Los ‘cacos’, solo han dejado cacas

Por Alberto Mejía Vélez.

Siempre fue una casa lúgubre, habitada, últimamente, por una persona que hacía poco por tenerla en buen estado. Por algo inexplicable, un día salió para nunca volver. En el pasado aquella propiedad fue admirada, pero como sucede siempre, la soledad y el abandono fueron haciendo mella.

Alguien le hizo un muro para blindarla de personas indeseables, sin embargo, cada día que pasaba algo había desaparecido de la estructura. La pregunta de los vecinos asombrados era: ¿cómo y por dónde?

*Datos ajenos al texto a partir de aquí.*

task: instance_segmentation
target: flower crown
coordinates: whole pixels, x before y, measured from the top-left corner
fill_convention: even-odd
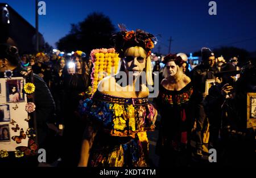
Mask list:
[[[176,54],[169,54],[164,58],[164,63],[166,65],[168,62],[174,61],[175,64],[180,67],[185,62],[182,60],[180,56]]]
[[[86,56],[85,53],[81,50],[77,50],[73,54],[73,56],[80,56],[81,57],[85,57]]]
[[[121,57],[124,57],[125,50],[133,46],[141,46],[143,48],[147,55],[151,54],[151,50],[157,42],[156,37],[151,33],[141,29],[127,31],[122,31],[112,35],[111,45],[114,47]]]

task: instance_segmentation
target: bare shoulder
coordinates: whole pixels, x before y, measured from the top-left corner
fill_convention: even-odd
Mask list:
[[[167,84],[167,83],[168,83],[167,80],[164,78],[161,82],[161,85],[165,86]]]
[[[142,91],[139,94],[139,98],[148,97],[149,93],[148,88],[146,85],[142,84]]]
[[[98,90],[102,93],[109,94],[111,91],[110,86],[114,86],[115,78],[111,75],[104,78],[98,84]]]
[[[188,76],[184,75],[184,78],[183,78],[183,82],[187,85],[190,82],[191,82],[191,79],[190,79],[189,77],[188,77]]]

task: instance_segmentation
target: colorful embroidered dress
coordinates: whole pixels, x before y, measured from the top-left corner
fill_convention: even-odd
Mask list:
[[[124,98],[97,91],[81,109],[97,130],[89,166],[148,166],[146,131],[154,130],[157,112],[147,98]]]
[[[180,91],[170,91],[162,86],[159,90],[156,100],[161,115],[158,143],[175,151],[184,150],[187,143],[187,132],[191,129],[191,83]]]

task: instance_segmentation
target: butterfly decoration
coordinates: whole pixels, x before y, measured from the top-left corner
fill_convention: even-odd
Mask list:
[[[13,136],[11,137],[11,139],[13,139],[14,141],[16,141],[16,143],[17,144],[19,144],[21,143],[22,139],[26,139],[26,137],[27,135],[26,135],[23,130],[23,129],[22,128],[20,129],[19,136],[18,135]]]
[[[18,108],[19,108],[19,107],[18,107],[18,105],[16,104],[15,107],[13,107],[13,109],[14,110],[17,109]]]
[[[27,135],[28,138],[33,138],[35,137],[35,131],[34,128],[28,128],[26,132],[26,134]]]
[[[5,78],[7,78],[7,79],[11,79],[11,77],[13,76],[13,71],[11,70],[6,70],[3,74],[5,75]]]
[[[16,150],[24,152],[25,156],[35,156],[38,154],[38,145],[32,139],[28,140],[28,146],[18,146]]]
[[[16,122],[15,120],[14,120],[13,119],[11,119],[11,121],[10,122],[10,124],[13,125],[14,125],[14,123],[16,123],[17,122]]]
[[[15,132],[17,132],[17,130],[19,130],[19,125],[16,124],[16,127],[15,127],[15,128],[11,128],[11,130],[13,130]]]
[[[27,122],[28,122],[28,121],[29,121],[31,118],[31,117],[30,116],[28,116],[28,117],[27,118],[25,118],[24,120],[25,120],[26,121],[27,121]]]

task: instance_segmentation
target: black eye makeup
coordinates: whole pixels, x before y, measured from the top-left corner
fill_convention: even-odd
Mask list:
[[[137,61],[139,63],[142,63],[144,62],[144,58],[142,57],[137,57]]]
[[[133,56],[126,56],[125,57],[125,60],[128,62],[129,62],[134,60],[134,57],[133,57]],[[143,63],[144,62],[144,58],[143,58],[142,57],[137,57],[137,61],[139,63]]]
[[[125,60],[128,62],[133,61],[134,59],[134,57],[132,56],[126,56],[125,57]]]

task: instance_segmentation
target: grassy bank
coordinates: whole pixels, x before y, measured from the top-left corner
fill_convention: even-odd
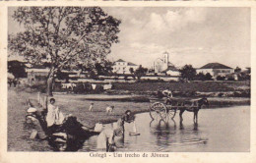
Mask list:
[[[242,91],[250,89],[250,82],[116,82],[114,89],[120,91],[147,92],[169,87],[172,91]]]

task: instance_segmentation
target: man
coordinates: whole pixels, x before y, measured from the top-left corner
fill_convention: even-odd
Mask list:
[[[172,97],[172,92],[169,90],[169,87],[167,87],[165,90],[162,90],[162,94],[165,97]]]
[[[134,116],[131,115],[131,111],[127,110],[124,115],[117,121],[116,127],[114,129],[115,135],[117,136],[124,136],[124,123],[134,122]]]
[[[60,112],[59,107],[54,105],[55,99],[51,98],[48,105],[48,112],[46,115],[46,123],[49,133],[55,132],[65,120],[64,115]]]

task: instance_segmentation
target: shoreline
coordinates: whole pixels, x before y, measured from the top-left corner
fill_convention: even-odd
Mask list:
[[[19,89],[15,88],[8,89],[8,151],[47,151],[50,148],[45,143],[29,139],[31,131],[24,130],[23,122],[28,109],[26,102],[28,99],[36,102],[36,93],[37,92],[23,90],[19,91]],[[102,94],[95,94],[94,96],[100,97]],[[109,97],[109,95],[103,96]],[[65,115],[72,114],[77,117],[78,121],[86,127],[95,127],[96,123],[98,122],[102,124],[116,122],[128,109],[131,110],[133,114],[150,111],[150,102],[95,101],[94,111],[90,112],[88,109],[92,101],[86,100],[84,97],[85,95],[54,94],[56,104],[60,107],[61,111]],[[210,107],[204,107],[202,109],[250,105],[250,98],[209,97],[209,102]],[[115,109],[112,114],[107,115],[105,108],[109,105],[114,105]],[[23,141],[17,141],[17,139],[23,139]],[[31,143],[34,144],[34,147],[31,146]]]

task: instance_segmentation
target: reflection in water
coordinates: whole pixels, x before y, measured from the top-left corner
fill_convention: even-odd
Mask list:
[[[152,120],[149,113],[138,114],[136,122],[141,135],[129,136],[132,125],[127,124],[124,138],[115,139],[116,151],[247,151],[250,147],[249,113],[249,106],[201,110],[199,124],[190,121],[192,114],[184,114],[183,123],[179,123],[178,116],[164,122]],[[92,136],[81,151],[95,151],[96,143],[96,136]]]

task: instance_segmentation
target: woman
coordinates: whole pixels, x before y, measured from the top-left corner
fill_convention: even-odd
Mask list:
[[[124,115],[117,121],[116,127],[114,128],[115,135],[117,136],[124,136],[124,123],[134,122],[134,116],[131,115],[132,112],[127,110]]]
[[[104,129],[97,136],[96,148],[101,151],[113,151],[115,148],[114,136],[115,133],[112,129]]]
[[[55,132],[60,125],[63,124],[63,121],[65,119],[64,115],[60,112],[59,108],[54,105],[55,99],[51,98],[50,103],[47,107],[47,115],[46,115],[46,123],[48,132],[52,134]]]

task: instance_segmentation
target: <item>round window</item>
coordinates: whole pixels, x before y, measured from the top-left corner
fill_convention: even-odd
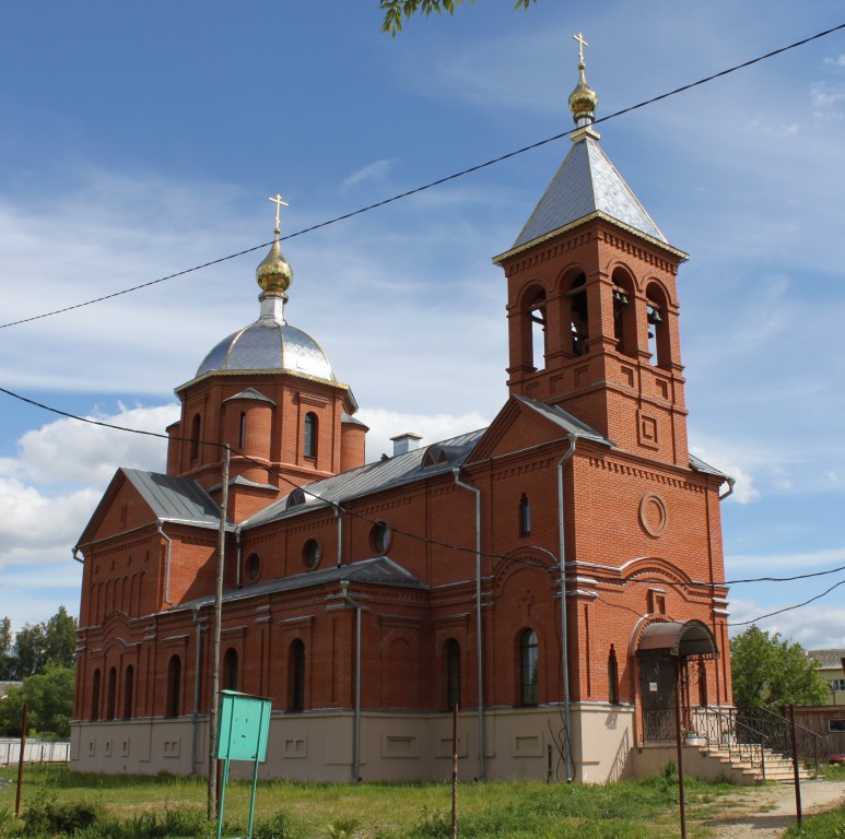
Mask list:
[[[320,543],[316,539],[309,539],[303,546],[302,560],[310,570],[320,564]]]
[[[390,525],[385,524],[384,521],[379,521],[377,524],[373,525],[373,530],[371,532],[371,540],[373,543],[373,550],[377,554],[386,554],[388,550],[390,548],[390,540],[392,539],[392,533],[390,532]]]
[[[258,554],[249,554],[244,563],[244,570],[249,582],[255,582],[261,576],[261,557]]]

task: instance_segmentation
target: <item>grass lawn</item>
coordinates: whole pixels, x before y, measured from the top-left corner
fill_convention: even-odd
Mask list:
[[[59,836],[56,819],[83,827],[79,811],[95,820],[78,839],[213,837],[204,822],[206,781],[171,776],[102,776],[63,768],[31,767],[24,779],[23,811],[30,827],[11,818],[16,772],[0,768],[0,837]],[[659,839],[678,836],[677,779],[671,771],[645,781],[602,787],[533,781],[461,784],[459,836],[502,839]],[[703,822],[718,811],[730,784],[686,780],[688,834],[707,836]],[[747,794],[751,794],[750,791]],[[250,784],[231,781],[224,836],[245,836]],[[450,787],[445,783],[319,784],[263,781],[256,797],[256,839],[426,839],[449,837]],[[74,815],[75,814],[75,815]],[[93,818],[93,816],[92,816]],[[75,819],[75,820],[74,820]],[[345,832],[343,831],[345,828]],[[68,832],[72,830],[68,829]],[[67,835],[67,834],[66,834]]]

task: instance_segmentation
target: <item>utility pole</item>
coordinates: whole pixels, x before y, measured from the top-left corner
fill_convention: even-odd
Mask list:
[[[214,591],[214,639],[211,646],[211,708],[209,709],[209,793],[206,814],[209,819],[218,812],[218,706],[220,702],[220,635],[223,617],[223,560],[226,553],[226,507],[228,506],[228,446],[223,447],[223,485],[220,497],[220,530],[218,532],[218,576]]]

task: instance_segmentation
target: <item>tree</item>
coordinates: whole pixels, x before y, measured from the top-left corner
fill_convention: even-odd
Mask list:
[[[30,708],[27,730],[47,740],[70,736],[73,713],[73,669],[48,664],[45,672],[27,676],[22,687],[11,687],[0,699],[0,731],[21,736],[24,702]]]
[[[13,681],[14,669],[12,622],[4,617],[0,621],[0,682]]]
[[[819,663],[807,658],[800,643],[753,625],[730,642],[730,672],[738,708],[779,712],[788,705],[821,705],[829,695]]]
[[[77,618],[59,606],[43,624],[24,624],[11,640],[11,622],[0,623],[0,678],[21,681],[44,673],[49,664],[72,667],[77,649]]]
[[[402,31],[402,17],[408,20],[413,14],[424,14],[426,17],[436,12],[443,11],[455,14],[455,8],[460,5],[463,0],[379,0],[380,9],[385,13],[382,21],[382,32],[389,32],[394,37]],[[474,3],[476,0],[472,0]],[[528,9],[537,0],[516,0],[514,9]]]

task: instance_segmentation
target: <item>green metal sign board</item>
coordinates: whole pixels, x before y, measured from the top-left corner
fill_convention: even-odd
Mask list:
[[[260,696],[239,694],[237,690],[220,692],[220,724],[218,725],[218,760],[223,760],[223,787],[220,792],[218,813],[218,839],[223,835],[223,812],[228,784],[231,760],[253,761],[253,795],[249,801],[249,828],[251,839],[256,812],[258,764],[267,760],[267,735],[270,732],[270,700]]]
[[[267,760],[270,700],[235,690],[221,690],[218,758]]]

La puerta principal y las ventanas ya no cubren el interior; los postigos cerraron sus ‘ojos’ y no miran con disimulo a los transeúntes; las habitaciones que fueron refugio de amores, besos y pasiones quedaron al descubierto para la entrada de murciélagos. Las rejas que brindaban seguridad y adorno en el ayer, solo son unas cuencas vacías y taciturnas, por la que penetra sin riesgos el aire gélido en el anochecer tétrico del barrio y las siluetas móviles de criminales tenuemente iluminadas por la luna, a veces traspasada por las nubes.

Por la imposibilidad de transporte se han salvado los muros, tejados y tuberías. La casa, llora. En el llanto, es acompañada por murmullos de antiguos habitantes que ven cómo ha sido carcomido por la indelicadez de la ambición, la ignominia y la inseguridad. Se sientan en el vacío a recordar aquel pasado de calma, sinceridad, armonía y familiaridad. En voz baja se relatan el nacimiento de hijos; la profunda alegría en el advenimiento de nuevos seres que prolongarían su estirpe; el llanto fúnebre ante el primer muerto y el esparcido olor a flores, que hoy, ha sido absorbida por el de las cacas depositadas por los ladrones.